In the AM symbol text box you can enter the symbol that you want to use to input or display for AM when using a 12-hour clock. The drop-down box provides a list of common symbols for your currently selected language to choose from.

In the PM symbol text box you can enter the symbol that you want to use to input or display for PM when using a 12-hour clock. The drop-down box provides a list of common symbols for your currently selected language to choose from.

In the Long date format text box you can enter the format that you want to use to input and display long dates. The format entered is a combination of special codes representing date components and literal text used to separate the date components. The special date component codes are listed below. You can set the format to any combination of date components you like, but you should always include at least enough components to uniquely identify a day in the year, e.g. a month and day, to allow you to input dates that are not ambiguous. If you don't include a year component then the current year will be used. The drop-down box provides a list of common date formats in your currently selected language to choose from.

  • YYYY - The year with century as a decimal number (0000-9999).

  • YY - The year without century as a decimal number (00-99).

  • MM - The month as a decimal number (01-12).

  • mM - The month as a decimal number (1-12).

  • MONTH - The full month name.

  • SHORTMONTH - The first three characters of the month name.

  • DD - The day of month as a decimal number (01-31).

  • dD - The day of month as a decimal number (1-31).

  • WEEKDAY - The full weekday name.

  • SHORTWEEKDAY - The first three characters of the weekday name.

  • ERAYEAR - The Era Year in local format (e.g. 2000 AD).

  • SHORTERANAME - The short Era Name (e.g. AD).

  • YEARINERA - The Year in Era as a decimal number (e.g. 2000).

  • DAYOFYEAR - The Day of Year as a decimal number.

  • ISOWEEK - The ISO Week as a decimal number.

  • DAYOFISOWEEK - The Day of the ISO Week as a decimal number.

In the Short date format text box you can enter the format that you want to use to input and display short dates. This is in the same format as the Long date format, please read that section for more details. The drop-down box provides a list of common date formats in your currently selected language to choose from.

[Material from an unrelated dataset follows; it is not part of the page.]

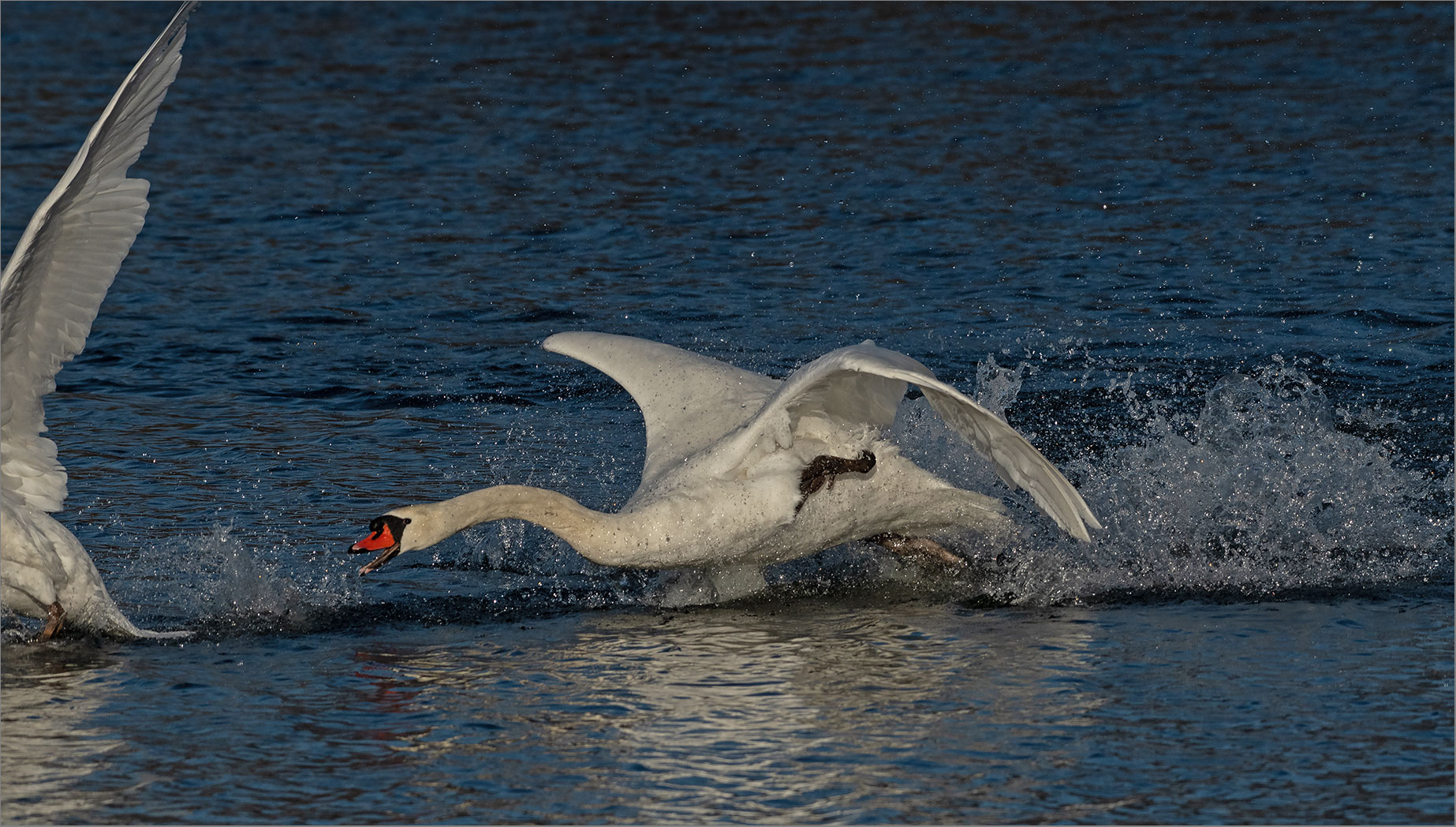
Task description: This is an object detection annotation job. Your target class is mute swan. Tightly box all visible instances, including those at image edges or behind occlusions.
[0,2,195,641]
[349,332,1102,582]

The Digit set drop down box lists digit sets which may be used instead of Arabic digits when displaying dates and times. If you select a digit set other than Arabic, it will be applied only to numbers which appear in a language context that uses that digit set while Arabic digits are still going to be used elsewhere, e.g. Arabic-Indic digits will be applied to Arabic but not to American English.

Other

On this tab, you can select how other options are displayed. The defaults are selected automatically based on the country which is currently selected.

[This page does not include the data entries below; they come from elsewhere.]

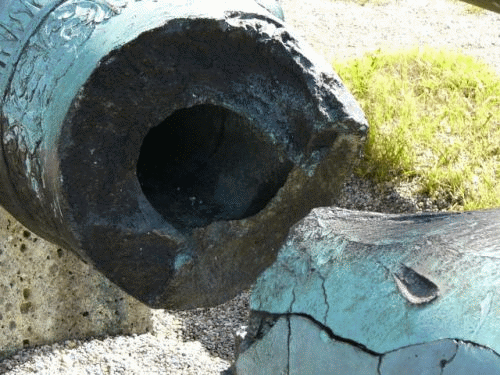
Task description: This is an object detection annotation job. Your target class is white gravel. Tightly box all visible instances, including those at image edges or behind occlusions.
[0,0,500,375]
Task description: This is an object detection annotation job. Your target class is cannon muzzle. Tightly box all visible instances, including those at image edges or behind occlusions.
[0,0,367,308]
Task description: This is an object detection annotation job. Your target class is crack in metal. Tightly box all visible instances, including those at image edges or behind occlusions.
[439,341,458,375]
[285,316,292,375]
[318,272,330,325]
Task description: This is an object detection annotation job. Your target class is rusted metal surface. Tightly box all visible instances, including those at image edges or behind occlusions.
[0,0,367,308]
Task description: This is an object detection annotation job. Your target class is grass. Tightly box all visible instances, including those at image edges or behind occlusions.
[333,48,500,210]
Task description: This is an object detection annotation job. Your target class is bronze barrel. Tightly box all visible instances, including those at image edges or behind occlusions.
[0,0,368,308]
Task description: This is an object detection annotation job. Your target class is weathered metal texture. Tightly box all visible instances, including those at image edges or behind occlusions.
[251,208,500,356]
[232,315,500,375]
[0,0,367,308]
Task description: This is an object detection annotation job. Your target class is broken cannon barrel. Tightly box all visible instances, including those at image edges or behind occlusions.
[0,0,367,308]
[235,207,500,375]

In the Page size drop-down box you can choose the page size to use as the default for new documents, e.g. in KWord. Note that this setting does not affect your default paper size in the print dialog, to set that you need to use the Printers module of the KDE System Settings.

In the Measurement system drop-down box you can choose the measurement system to use, either metric or imperial.

In the Byte size units drop-down box you can choose the unit system to use when displaying numbers counted in bytes. Traditionally kilobytes meant units of 1024 instead of the metric 1000 for most but not all byte sizes. To reduce confusion you can choose which system you prefer. The available unit systems are listed below.

  • The IEC Units standard is always in multiples of 1024.

  • The Metric Units standard is always in multiples of 1000.

  • The JEDEC Units standard uses the traditional units used in KDE 3.5 and some other operating systems.